2. A very forward flirting incident, where the guest should initially believe they are required to intervene, but instead discover that the flirting was wanted and consensual.
3. A rape myth debunking scene, where the guest is presented with all the stereotypical images of a nighttime, dark alley rape scene but has it revealed as innocuous instead.
4. The physical sexual assault scene, which takes place at a house party and acts as the climax of the application.
After the final incident, we want to place a good and bad ending, depending on whether or not the guest managed to correctly intervene in the situation. We have emailed our client, Jess Klein, as well as a colleague of hers, Lucas Christain, about what appropriate interventions in these situations would look like. In the meantime, much of the script for the party scene has been written, and has been sent to Lucas for any feedback he might have.
On Wednesday, Patronus had our ¼ walkarounds, where ETC faculty come around the project rooms and give feedback on the progress and future plans of the projects in an ungraded context. We put together a brief presentation of our progress so far as well as what we hoped to work on for the rest of the semester, and we gladly received a lot of feedback as to resources that could help us out. The ETC’s acting and improvisation instructor, Brenda Harger, has previously worked in many programs dealing with sexual harassment in the workplace, and will meet with the team next week on feedback for our scripts. Another ETC faculty member, Jesse Schell, worked on a game at his company Schell Games called PlayForward that dealt with HIV prevalence in innercity communities, which featured similar sorts of situations and choices that a player had to navigate, and talked to us about various features of the game.
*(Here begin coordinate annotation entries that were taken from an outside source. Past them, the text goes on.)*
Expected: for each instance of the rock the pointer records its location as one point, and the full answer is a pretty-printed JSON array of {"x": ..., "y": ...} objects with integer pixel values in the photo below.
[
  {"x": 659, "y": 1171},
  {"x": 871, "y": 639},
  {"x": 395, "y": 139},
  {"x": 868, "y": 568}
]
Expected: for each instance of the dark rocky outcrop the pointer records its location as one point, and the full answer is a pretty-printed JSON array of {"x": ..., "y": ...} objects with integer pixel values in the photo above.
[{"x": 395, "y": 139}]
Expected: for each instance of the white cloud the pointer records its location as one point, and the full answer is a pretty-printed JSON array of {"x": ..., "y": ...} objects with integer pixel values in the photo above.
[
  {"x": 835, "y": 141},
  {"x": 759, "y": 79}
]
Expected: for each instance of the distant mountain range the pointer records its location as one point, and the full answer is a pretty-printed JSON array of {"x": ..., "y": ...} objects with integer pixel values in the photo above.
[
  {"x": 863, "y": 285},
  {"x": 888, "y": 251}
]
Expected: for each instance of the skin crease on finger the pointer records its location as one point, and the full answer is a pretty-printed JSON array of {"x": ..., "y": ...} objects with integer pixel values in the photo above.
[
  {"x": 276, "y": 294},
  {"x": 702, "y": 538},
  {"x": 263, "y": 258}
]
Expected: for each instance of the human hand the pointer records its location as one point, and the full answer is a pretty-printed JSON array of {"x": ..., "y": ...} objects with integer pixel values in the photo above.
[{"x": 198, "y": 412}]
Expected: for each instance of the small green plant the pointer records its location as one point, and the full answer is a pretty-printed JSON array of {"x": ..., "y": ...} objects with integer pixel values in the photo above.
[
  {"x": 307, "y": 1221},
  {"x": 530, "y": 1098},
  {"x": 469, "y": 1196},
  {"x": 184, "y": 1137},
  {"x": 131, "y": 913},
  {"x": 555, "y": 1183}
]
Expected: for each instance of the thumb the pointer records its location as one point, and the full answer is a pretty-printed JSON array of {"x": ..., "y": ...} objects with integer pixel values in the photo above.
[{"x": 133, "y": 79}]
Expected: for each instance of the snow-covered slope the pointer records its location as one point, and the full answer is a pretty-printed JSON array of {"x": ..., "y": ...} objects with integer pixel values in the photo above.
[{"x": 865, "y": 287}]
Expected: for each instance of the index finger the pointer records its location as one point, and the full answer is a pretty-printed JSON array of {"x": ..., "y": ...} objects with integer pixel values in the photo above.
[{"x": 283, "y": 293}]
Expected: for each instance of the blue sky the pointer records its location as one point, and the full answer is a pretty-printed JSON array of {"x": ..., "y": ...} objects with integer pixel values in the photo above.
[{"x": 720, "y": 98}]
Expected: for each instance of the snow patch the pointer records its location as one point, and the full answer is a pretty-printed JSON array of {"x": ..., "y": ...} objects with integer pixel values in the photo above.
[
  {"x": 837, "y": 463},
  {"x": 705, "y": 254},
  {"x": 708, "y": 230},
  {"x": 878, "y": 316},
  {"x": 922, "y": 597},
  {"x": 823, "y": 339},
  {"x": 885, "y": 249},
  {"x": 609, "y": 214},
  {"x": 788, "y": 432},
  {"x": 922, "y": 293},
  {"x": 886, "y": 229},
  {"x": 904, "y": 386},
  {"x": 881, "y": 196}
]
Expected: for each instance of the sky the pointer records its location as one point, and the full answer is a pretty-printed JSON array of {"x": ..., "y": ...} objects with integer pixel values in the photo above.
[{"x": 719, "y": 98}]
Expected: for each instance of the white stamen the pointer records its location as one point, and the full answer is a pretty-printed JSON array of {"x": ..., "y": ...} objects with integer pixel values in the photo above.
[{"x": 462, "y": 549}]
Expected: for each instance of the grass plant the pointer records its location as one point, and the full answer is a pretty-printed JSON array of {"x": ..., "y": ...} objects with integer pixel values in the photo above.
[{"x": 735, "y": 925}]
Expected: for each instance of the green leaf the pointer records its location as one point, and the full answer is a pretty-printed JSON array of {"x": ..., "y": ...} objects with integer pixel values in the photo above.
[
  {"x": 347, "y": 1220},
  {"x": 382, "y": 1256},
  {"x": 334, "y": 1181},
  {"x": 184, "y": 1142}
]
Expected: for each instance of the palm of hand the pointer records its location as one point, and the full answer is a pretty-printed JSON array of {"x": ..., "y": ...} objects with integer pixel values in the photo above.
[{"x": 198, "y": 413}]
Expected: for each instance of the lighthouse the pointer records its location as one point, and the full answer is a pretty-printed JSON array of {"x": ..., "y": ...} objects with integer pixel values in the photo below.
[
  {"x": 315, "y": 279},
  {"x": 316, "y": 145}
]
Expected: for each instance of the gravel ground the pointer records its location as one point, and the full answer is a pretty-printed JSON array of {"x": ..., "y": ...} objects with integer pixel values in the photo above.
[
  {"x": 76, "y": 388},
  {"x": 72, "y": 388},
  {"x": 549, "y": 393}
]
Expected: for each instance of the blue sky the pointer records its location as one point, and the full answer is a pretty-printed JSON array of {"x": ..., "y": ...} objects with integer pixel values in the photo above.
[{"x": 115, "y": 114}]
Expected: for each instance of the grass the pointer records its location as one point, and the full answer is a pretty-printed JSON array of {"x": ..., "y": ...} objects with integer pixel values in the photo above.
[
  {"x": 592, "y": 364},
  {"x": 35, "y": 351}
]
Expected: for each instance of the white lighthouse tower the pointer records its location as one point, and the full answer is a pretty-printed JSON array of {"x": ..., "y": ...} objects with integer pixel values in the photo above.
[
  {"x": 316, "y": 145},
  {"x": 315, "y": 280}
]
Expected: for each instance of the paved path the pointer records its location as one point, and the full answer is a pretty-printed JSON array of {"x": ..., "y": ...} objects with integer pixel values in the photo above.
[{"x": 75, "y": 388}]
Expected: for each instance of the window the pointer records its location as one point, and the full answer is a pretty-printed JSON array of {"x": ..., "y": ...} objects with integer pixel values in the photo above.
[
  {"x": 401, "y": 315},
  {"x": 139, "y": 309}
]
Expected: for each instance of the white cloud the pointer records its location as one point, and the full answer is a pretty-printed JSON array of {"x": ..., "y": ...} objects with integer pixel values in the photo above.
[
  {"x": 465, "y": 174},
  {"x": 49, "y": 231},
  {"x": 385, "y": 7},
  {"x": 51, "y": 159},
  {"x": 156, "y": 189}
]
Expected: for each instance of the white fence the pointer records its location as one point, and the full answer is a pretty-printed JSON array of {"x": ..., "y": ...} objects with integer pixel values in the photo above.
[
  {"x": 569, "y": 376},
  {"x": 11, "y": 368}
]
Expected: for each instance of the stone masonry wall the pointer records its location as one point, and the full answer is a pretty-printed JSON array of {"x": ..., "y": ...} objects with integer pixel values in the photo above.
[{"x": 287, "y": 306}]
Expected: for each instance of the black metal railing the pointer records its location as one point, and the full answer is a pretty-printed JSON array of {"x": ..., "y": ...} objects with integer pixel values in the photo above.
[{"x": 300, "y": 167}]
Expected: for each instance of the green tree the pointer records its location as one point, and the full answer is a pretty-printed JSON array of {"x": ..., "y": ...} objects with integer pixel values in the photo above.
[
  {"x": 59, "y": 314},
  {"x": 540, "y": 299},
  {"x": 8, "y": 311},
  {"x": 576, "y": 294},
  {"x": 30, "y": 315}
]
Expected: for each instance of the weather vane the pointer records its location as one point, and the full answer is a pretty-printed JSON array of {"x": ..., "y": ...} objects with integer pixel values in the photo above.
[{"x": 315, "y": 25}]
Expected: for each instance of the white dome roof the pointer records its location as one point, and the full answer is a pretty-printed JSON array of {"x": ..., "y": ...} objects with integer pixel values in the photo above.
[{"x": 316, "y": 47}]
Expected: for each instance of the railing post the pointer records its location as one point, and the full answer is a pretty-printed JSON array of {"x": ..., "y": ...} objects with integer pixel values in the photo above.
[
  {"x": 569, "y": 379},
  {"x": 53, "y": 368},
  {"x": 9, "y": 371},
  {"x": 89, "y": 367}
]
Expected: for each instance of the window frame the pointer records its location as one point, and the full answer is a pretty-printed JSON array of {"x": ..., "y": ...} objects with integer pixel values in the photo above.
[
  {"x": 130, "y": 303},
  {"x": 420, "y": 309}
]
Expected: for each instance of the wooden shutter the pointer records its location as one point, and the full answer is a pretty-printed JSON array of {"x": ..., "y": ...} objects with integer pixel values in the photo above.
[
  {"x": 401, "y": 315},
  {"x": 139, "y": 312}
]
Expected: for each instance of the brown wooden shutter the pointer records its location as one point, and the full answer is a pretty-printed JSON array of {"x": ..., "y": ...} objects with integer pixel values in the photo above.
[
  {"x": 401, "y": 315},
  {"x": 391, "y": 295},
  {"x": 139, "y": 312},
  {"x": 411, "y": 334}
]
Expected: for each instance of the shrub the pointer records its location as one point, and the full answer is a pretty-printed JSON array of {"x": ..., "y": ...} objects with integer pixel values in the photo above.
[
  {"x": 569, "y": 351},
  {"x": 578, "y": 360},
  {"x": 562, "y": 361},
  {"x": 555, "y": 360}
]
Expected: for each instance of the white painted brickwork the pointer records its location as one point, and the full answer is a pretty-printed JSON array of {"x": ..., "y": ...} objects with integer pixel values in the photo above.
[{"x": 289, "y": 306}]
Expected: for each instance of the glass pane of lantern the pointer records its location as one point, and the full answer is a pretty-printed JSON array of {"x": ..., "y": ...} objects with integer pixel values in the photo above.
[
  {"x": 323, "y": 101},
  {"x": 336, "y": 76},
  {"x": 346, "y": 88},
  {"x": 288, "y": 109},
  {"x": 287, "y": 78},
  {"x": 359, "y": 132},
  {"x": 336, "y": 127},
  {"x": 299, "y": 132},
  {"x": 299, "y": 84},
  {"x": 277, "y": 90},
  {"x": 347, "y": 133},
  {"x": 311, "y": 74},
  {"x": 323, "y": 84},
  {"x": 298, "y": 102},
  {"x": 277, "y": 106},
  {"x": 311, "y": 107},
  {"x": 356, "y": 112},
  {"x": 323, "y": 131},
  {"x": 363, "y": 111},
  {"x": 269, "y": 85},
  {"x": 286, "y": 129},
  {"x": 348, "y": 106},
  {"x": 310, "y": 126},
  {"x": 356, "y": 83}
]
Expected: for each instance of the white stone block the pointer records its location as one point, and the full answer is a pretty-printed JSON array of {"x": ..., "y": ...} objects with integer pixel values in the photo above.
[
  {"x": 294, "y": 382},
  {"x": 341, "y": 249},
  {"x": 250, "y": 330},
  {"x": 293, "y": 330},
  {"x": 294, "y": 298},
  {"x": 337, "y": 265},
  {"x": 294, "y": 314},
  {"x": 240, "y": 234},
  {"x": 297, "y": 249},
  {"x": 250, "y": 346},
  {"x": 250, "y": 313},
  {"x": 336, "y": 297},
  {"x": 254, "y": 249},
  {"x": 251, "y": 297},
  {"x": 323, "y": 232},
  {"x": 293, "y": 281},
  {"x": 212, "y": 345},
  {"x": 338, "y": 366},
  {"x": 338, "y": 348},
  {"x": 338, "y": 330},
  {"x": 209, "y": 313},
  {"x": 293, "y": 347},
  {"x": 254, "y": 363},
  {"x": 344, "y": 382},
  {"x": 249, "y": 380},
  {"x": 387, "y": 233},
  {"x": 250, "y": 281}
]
We also gave our quarters presentation to Lucas Christain and the main campus class on Thursday in order to share with Lucas the structure and progress of our project. He enjoyed it and emphasized that many applications of this nature tend to fail when there is no follow up, so having a following facilitated discussion would contribute heavily to the success of the project. The main campus team also presented, showing us designs and wireframing for the user interface of the application. In their design, a student would login with their CMU ID, which would log if they completed the experience and their initial results and choices. The main comic would play out, but there would be a laptop icon in the corner that can be regularly accessed, giving background information on the characters in a Facebooklike format. At the end of the experience, text responses about the experience would show up for the student to fill out and send to a future facilitator. A video gallery of real life testimonials would also be available to watch, and the experience would be replayable, though any future results would not be logged.
We also created a rough schedule for the team regarding the project timeline, highlighting major benchmarks such as halves, springbreak, soft opening and final presentations. The point of the timeline is to give a visual representation of the available weeks remaining to complete our work. The calendar is posted in our project room as a reminder of the upcoming deadlines.
On Friday, the team met with Bryan Maher about the backend analytics and data collection that our application will most likely require. He let us know that programmatically, all the data we want to gather (like time spent on panels, which choices a student went with, gathering and sending text responses, etc), would probably all be very straightforward, and programmable within just a couple of days. However, he brought to our attention that if our eventual intention was to host our application on the CMU server, using CMU IDs to login, there is a lot of administrative contacting we’re going to need to do. So before delving too deeply into this we need to know, how CMU wants a web application handed off to them, what format or language they would want it in, what kind of formsending CMU finds acceptable to host, who will be the primary administrator of the product once it is online, and the restrictions of working through Shibboleth, etc. We have thus contacted Andy and Jess at the main campus to see if there are any existing ideas or plans on how to host the application for its use, and are waiting for a response for next week.
Next week :
Next week Patronus will have finished, in entirety, our first prototype scene, the “Cat Calling” incident, and will have a better understanding of panel transitions and HTML5. By next week we will hopefully have some of the hosting questions answered so that our programmers can start working on the back end analytics for the product.
Also by next week, we want to have another photo shoot with the drama students scheduled. In order to do this, we plan on having our storyboards done for all the story scenes and a first pass of all the scripts completed. We will meet with Brenda for a script review as well as schedule a script workshop with Chris and Ralph. After the script review and workshop we plan on editing and iterating on the scripts so that the main campus team can continue to playtest the material.